If I’d spoken like this to my younger self, he’d have laughed it off. And I know this because I can remember having done so. There were people like myself who tried to talk to him. They told him things mattered, and people mattered. (And places. They tried to impart the value of nouns on him, I guess). He was stubborn, and he thought an awful lot like Benny, another character from Gebbe’s film. And very possibly he would have grown up into him.
Tore makes a slew of horrible mistakes. At every turn, he has opportunities to change his lot, and the lot of others, for the better. He misses nearly all of them because he wants to honor God, to ‘pass the test’, and it causes him to misinterpret situations, and often. I’ve done the same in vastly different situations, with drastically lower stakes. I said something far less comforting than I could have, or tolerated something I seriously disapproved of because I thought it would help me ‘witness’ to someone, somewhere. Tore’s misjudgments run far deeper, and their consequences are sprawling. But the movie’s got the guts to keep on trekking through the sordid and into the sacred.
William Peter Blatty was annoyed at the response with which The Exorcist was met. He couldn’t fathom how anyone might interpret its famous conclusion as a slight against the Vatican, or even as a downer. The point of the ending, he wrote, was that ‘God is real and the universe will have a happy ending’. Knowing absolutely nothing about the director herself, I think as much might be said about the ending of Nothing Bad Can Happen.
It closes on a down note, yes. In the universe that I believed I inhabited when I was young and faithless, the conclusion toward which the film crawls at a glacial pace probably amounts to proof that the lives we live while we’re here are inconsequential and the universe is indifferent to our presence upon her shores.
In the universe we actually live in, the one where God exists and the drama within which we are all actors is bound to have a happy ending – William Peter Blatty’s universe, and the Bible’s – I think that Nothing Bad Can Happen means that living a life of mercy is worth it because at the end of everything it means you’ve lived a life of mercy.
If you embody the love of God, then you’ve embodied the love of God, even if it gets you killed.

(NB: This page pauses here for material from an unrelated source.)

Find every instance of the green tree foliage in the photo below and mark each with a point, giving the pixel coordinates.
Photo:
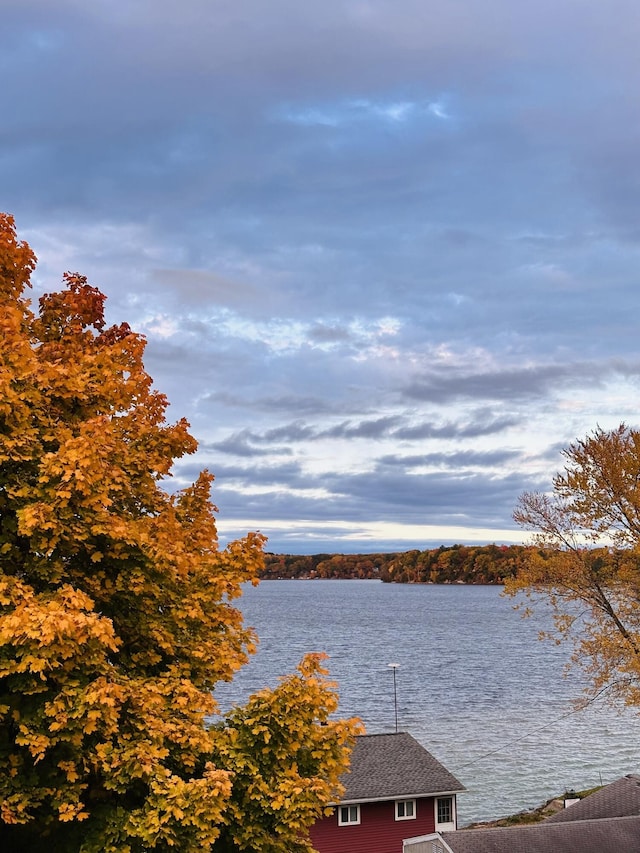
(116, 613)
(587, 557)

Or that if you try to be a peacemaker and fail, you come to the end and find out you were a sinner in the hands of a merciful god. If you preached the gospel, died, and were forgotten, then you died and were forgotten having preached a wonderful gospel, and the whole thing was worth it because God exists and the universe will have a happy ending.
I don’t remember what changed. I was an awful lot like Benny. Probably on track to grow up to be a serial killer or young obituary, but a fairly unremarkable Bible Belt teenager by all appearances. One day I opened Nehemiah. I’m not sure how many chapters I made it, but somewhere between chapters one and twelve I began to see things an awful lot more like Tore. It’s a bit like I caught God – like God’s a disease and hope is a dirty syringe.